Après la Seconde Guerre mondiale se sont manifestées à nouveau de vives polémiques contre ce qui était présenté par divers auteurs religieux comme une « offensive des sectes ». Étaient visés principalement les mennonites, les quakers, les baptistes, l'Armée du salut, les pentecôtistes ainsi que d'autres mouvements, d'origine américaine cette fois, qui se sont diffusés en France à la faveur de la reprise des relations avec le monde anglo-saxon après 1945 (mormons, adventistes, Témoins de Jéhovah, Science chrétienne).

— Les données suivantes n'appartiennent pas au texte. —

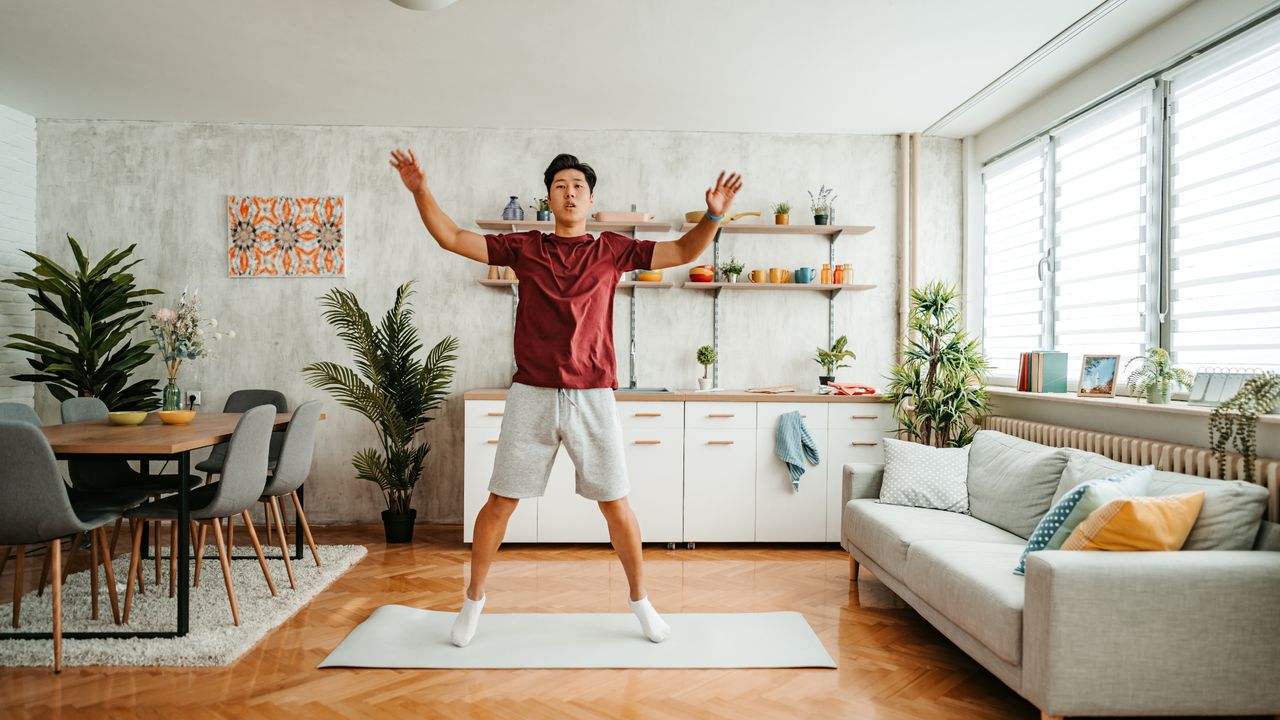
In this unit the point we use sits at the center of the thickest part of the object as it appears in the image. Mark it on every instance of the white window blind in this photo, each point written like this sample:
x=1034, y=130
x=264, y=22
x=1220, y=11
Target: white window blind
x=1225, y=205
x=1013, y=294
x=1102, y=231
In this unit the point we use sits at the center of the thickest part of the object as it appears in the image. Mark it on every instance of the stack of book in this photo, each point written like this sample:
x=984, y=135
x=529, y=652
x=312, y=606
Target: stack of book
x=1042, y=370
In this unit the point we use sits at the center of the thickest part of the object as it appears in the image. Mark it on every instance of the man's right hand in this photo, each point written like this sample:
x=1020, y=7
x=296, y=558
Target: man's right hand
x=411, y=173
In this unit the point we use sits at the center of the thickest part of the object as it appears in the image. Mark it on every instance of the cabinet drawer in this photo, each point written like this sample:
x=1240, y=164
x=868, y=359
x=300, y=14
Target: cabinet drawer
x=483, y=413
x=638, y=414
x=862, y=417
x=712, y=415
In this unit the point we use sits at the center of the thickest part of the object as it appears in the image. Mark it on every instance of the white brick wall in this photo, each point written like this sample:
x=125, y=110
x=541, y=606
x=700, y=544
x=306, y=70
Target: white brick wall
x=17, y=233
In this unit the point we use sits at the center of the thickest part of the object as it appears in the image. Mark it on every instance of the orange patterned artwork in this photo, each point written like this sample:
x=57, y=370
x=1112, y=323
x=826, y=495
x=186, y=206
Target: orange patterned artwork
x=286, y=237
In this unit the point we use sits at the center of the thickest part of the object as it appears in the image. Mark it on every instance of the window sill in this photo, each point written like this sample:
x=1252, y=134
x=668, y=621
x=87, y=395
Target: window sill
x=1175, y=408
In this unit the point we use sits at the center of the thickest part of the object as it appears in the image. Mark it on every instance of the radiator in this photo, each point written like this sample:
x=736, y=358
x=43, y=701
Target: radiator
x=1141, y=451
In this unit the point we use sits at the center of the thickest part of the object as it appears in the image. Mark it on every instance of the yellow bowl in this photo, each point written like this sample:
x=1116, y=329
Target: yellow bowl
x=127, y=417
x=177, y=417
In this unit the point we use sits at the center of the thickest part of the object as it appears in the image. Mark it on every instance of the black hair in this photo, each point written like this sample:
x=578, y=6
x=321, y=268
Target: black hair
x=566, y=162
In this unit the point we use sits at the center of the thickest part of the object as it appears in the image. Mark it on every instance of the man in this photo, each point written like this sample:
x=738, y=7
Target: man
x=566, y=372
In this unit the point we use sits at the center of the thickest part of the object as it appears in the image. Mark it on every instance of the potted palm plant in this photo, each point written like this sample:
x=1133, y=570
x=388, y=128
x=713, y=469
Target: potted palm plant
x=705, y=358
x=832, y=359
x=1151, y=379
x=393, y=388
x=938, y=387
x=97, y=305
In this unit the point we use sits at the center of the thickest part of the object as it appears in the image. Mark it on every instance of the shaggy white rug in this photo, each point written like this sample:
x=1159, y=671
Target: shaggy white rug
x=213, y=638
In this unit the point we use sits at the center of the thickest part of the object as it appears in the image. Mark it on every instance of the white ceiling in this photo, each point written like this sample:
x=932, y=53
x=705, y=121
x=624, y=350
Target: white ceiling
x=740, y=65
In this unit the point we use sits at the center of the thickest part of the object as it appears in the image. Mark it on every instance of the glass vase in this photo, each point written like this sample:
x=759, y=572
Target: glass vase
x=172, y=396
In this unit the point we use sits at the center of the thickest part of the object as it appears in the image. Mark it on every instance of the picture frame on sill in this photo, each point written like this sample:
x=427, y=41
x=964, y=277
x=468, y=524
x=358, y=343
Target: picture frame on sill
x=1098, y=376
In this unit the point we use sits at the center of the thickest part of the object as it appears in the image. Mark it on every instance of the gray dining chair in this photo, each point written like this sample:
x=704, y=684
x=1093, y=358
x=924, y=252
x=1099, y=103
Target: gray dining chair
x=243, y=479
x=35, y=509
x=291, y=472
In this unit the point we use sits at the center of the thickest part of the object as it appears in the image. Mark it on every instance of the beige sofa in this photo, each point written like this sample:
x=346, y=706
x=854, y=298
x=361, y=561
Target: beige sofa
x=1194, y=632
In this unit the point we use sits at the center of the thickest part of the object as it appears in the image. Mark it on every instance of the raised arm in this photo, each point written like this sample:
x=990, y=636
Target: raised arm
x=693, y=244
x=446, y=232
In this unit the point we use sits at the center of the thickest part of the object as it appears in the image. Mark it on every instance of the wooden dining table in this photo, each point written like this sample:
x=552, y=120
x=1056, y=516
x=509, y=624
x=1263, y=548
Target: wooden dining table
x=152, y=440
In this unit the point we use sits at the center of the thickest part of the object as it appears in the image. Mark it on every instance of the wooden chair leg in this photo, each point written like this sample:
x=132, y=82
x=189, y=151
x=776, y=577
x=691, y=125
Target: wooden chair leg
x=110, y=575
x=135, y=565
x=306, y=527
x=257, y=548
x=284, y=542
x=55, y=550
x=227, y=569
x=17, y=583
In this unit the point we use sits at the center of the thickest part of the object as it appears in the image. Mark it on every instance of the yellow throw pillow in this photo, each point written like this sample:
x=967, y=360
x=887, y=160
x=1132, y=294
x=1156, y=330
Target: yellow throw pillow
x=1138, y=523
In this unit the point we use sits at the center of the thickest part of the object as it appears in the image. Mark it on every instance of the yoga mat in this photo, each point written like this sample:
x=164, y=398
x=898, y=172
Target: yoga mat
x=396, y=636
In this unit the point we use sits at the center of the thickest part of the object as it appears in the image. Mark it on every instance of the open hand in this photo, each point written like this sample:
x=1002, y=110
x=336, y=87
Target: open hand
x=411, y=173
x=720, y=197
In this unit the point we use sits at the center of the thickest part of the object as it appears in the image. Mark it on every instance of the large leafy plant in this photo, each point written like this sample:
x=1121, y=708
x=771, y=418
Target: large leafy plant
x=97, y=305
x=391, y=386
x=938, y=387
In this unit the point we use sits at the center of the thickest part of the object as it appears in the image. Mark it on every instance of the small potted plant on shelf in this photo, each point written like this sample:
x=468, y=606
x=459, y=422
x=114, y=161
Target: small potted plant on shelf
x=705, y=358
x=1152, y=377
x=781, y=213
x=822, y=205
x=832, y=359
x=544, y=208
x=731, y=270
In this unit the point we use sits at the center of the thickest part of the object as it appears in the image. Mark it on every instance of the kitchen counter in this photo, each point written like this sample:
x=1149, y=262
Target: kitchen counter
x=694, y=396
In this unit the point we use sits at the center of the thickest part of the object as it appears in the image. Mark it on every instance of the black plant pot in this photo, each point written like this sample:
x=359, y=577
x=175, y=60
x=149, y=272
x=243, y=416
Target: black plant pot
x=398, y=528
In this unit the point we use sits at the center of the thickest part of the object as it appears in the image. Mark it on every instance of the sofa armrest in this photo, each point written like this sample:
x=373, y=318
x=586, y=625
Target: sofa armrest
x=1152, y=633
x=862, y=481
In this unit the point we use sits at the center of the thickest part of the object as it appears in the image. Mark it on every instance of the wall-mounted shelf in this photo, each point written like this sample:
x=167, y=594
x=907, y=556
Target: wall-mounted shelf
x=760, y=228
x=592, y=226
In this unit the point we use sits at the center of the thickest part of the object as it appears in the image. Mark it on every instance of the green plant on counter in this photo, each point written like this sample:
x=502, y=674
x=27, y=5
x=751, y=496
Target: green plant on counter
x=391, y=386
x=1152, y=378
x=1238, y=419
x=832, y=359
x=97, y=305
x=938, y=387
x=705, y=358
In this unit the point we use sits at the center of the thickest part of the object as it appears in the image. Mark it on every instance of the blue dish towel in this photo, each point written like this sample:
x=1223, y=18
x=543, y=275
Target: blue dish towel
x=794, y=445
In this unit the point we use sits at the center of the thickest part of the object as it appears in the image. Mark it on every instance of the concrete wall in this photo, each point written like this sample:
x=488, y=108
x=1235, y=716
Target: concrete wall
x=165, y=186
x=17, y=233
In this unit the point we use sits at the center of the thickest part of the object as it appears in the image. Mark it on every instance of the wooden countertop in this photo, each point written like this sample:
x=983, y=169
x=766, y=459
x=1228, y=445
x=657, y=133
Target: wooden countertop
x=694, y=396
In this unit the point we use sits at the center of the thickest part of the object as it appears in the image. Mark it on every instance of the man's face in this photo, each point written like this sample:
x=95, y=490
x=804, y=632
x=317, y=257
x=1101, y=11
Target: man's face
x=570, y=196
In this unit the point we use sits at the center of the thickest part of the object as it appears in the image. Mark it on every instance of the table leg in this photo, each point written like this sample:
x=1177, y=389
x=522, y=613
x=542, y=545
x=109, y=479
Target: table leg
x=183, y=543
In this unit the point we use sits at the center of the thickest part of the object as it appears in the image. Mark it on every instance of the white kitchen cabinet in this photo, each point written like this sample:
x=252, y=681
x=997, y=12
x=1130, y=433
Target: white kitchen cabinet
x=781, y=513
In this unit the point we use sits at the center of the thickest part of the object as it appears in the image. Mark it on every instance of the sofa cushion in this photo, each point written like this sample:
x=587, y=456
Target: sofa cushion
x=970, y=583
x=1232, y=513
x=1011, y=481
x=886, y=532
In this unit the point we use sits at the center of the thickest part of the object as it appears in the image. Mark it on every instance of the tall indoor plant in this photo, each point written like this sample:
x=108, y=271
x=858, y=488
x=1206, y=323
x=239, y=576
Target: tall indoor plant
x=1237, y=420
x=938, y=387
x=393, y=388
x=97, y=305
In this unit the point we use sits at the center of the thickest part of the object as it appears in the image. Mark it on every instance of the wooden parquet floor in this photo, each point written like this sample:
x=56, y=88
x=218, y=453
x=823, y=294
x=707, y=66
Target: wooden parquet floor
x=892, y=664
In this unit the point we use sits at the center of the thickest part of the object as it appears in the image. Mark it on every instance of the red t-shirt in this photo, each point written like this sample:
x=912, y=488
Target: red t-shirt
x=565, y=317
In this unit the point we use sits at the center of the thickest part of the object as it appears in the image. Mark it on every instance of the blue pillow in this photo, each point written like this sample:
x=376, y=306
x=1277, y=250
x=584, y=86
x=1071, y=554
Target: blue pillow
x=1078, y=504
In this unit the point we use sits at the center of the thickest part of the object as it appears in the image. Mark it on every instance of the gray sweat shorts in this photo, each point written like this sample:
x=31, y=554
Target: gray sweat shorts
x=538, y=419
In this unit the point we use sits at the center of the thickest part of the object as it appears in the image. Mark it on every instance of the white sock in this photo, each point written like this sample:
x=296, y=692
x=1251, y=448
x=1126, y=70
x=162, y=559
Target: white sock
x=654, y=627
x=465, y=625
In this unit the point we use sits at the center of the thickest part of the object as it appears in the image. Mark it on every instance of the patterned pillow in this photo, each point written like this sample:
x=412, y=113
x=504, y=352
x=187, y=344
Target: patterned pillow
x=1073, y=507
x=920, y=475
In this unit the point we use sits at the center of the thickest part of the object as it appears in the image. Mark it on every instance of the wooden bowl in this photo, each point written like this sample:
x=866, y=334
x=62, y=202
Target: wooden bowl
x=127, y=417
x=177, y=417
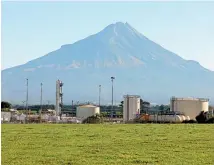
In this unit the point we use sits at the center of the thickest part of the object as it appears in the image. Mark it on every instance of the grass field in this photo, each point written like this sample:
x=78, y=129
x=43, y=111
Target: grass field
x=151, y=144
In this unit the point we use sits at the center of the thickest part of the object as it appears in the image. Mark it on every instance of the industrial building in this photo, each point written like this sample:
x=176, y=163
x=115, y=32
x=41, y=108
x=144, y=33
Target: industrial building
x=131, y=107
x=189, y=106
x=86, y=111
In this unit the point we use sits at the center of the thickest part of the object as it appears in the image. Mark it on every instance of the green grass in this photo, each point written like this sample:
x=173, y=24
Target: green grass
x=151, y=144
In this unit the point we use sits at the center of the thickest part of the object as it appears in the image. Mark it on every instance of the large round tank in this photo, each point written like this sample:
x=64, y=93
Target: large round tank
x=131, y=107
x=85, y=111
x=189, y=106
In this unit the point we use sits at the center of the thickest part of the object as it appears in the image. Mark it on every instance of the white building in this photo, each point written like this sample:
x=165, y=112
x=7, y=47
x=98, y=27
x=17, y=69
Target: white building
x=85, y=111
x=189, y=106
x=131, y=107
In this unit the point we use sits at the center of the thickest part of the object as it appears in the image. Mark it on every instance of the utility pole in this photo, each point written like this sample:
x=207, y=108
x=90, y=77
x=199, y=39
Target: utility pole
x=27, y=101
x=99, y=94
x=40, y=113
x=112, y=101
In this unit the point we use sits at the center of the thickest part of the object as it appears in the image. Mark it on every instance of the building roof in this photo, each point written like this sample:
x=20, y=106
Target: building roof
x=86, y=106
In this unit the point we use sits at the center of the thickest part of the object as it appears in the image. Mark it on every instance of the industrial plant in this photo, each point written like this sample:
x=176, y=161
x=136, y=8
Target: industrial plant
x=180, y=110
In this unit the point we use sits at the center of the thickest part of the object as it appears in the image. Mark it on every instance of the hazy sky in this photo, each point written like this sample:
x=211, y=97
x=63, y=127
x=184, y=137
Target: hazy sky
x=33, y=29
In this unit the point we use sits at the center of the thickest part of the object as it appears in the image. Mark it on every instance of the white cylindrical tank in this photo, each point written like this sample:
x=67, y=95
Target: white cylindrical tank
x=131, y=107
x=85, y=111
x=189, y=106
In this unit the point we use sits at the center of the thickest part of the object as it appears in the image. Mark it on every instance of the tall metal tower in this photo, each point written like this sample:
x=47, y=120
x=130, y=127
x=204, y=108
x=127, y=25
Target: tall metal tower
x=99, y=93
x=40, y=112
x=59, y=100
x=27, y=101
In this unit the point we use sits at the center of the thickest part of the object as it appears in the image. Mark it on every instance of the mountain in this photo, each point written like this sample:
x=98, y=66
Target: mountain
x=140, y=66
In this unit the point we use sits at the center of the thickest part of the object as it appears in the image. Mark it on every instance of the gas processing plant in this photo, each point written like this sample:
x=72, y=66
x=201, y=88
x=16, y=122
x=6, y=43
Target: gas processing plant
x=181, y=109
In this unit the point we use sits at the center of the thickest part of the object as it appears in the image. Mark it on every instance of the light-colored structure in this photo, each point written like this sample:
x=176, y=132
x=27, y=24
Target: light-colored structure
x=6, y=116
x=131, y=107
x=189, y=106
x=168, y=118
x=59, y=94
x=85, y=111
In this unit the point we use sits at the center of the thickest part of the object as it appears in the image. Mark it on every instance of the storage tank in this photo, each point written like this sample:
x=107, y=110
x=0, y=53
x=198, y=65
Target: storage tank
x=85, y=111
x=131, y=107
x=189, y=106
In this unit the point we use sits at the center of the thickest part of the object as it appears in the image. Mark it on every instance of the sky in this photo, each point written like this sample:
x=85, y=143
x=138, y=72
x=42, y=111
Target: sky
x=33, y=29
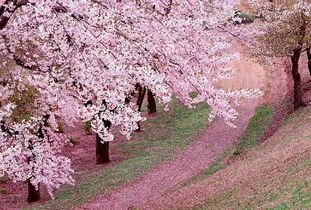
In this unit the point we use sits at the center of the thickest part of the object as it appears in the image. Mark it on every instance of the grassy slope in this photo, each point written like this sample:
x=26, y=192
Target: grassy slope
x=259, y=122
x=275, y=175
x=162, y=137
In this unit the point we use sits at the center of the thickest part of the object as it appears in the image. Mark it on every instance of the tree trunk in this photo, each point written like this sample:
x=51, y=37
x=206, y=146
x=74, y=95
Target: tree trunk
x=297, y=79
x=309, y=59
x=33, y=194
x=141, y=96
x=152, y=107
x=140, y=100
x=102, y=151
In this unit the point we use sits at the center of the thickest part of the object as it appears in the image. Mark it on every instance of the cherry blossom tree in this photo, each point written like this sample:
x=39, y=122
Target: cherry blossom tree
x=30, y=142
x=85, y=58
x=283, y=29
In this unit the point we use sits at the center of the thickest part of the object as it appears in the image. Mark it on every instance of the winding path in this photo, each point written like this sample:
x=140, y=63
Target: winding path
x=195, y=158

La polémique contre les sectes se définissait alors essentiellement en termes de lutte sur le terrain doctrinal : l'Église catholique analysait les sectes sous l'angle de l'hérésie et de la fausse doctrine ; quant aux rationalistes et aux libres-penseurs, ils y voyaient la manifestation exacerbée d'un irrationalisme en germe dans toute religion.
Aujourd'hui, la plupart des mouvements ci-dessus évoqués sont rarement qualifiés de sectes dans le sens péjoratif indiqué plus haut : l'opinion publique se désintéresse d'eux et les grandes Églises – hors certains secteurs ultra conservateurs – ont peu ou prou admis la légitimité du pluralisme religieux. La seule exception notable à cette reconnaissance des « sectes anciennes » a été celle des Témoins de Jéhovah, mouvement dont l'expansion se poursuit (environ 200 000 fidèles en France aujourd'hui) et qui a été principalement attaqué pour son refus des transfusions sanguines et du service militaire.